Le Cercle de Prague se constitue en 1926, à l’initiative de Vilém Mathesius (1882-1945), et avec la participation de trois linguistes russes : S. Kartsevski, N. Troubetskoï* et R. Jakobson*. Les « thèses de Prague », présentées au premier Congrès international de linguistique, à La Haye, en 1928, sont d’abord un programme de travail qui envisage les questions fondamentales de la linguistique et les problèmes relevant de la langue littéraire et poétique ; c’est aussi une base pour le développement d’une discipline essentielle : la phonologie*. Plus étroitement liés à la pensée saussurienne que l’école américaine (l’un d’eux, S. Kartsevski [1884-1953], avait été l’élève de F. de Saussure à Genève), ils reconnaissent également comme un de leurs précurseurs le linguiste polonais Jan Baudouin de Courtenay (1845-1929).

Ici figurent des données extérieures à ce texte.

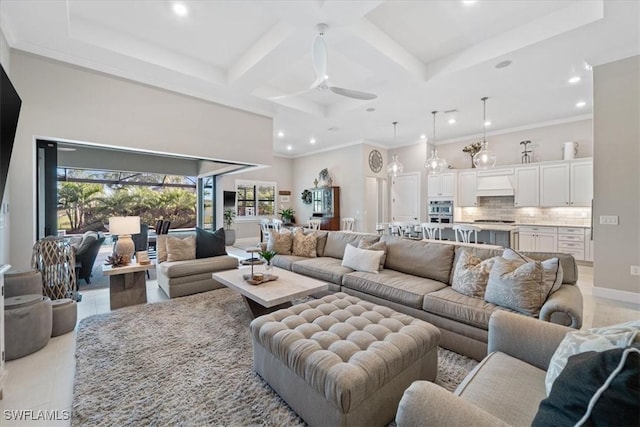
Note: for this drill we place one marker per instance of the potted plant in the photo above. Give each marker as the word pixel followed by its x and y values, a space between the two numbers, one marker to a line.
pixel 287 215
pixel 229 233
pixel 267 256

La personnalité de Nikolaï Troubetskoï domine à ses débuts les recherches du « Cercle ». Le volume II des « travaux du Cercle linguistique de Prague », publié en 1939 et dû à N. Troubetskoï, Principes de phonologie, fonde la linguistique « fonctionnelle ». Cette forme du structuralisme sera longtemps la seule connue en France, comme dans l’ensemble de l’Europe. Ainsi, André Martinet, très tôt collaborateur des travaux du Cercle de Prague, représente en France une des tendances de la linguistique fonctionnelle.

Émile Benveniste, à travers une œuvre originale, en particulier par ses liens avec la pensée d’Antoine Meillet* et la tradition comparatiste renouvelée par l’apport saussurien, est également un de ceux qui ont le plus contribué à introduire les thèses de Prague en France.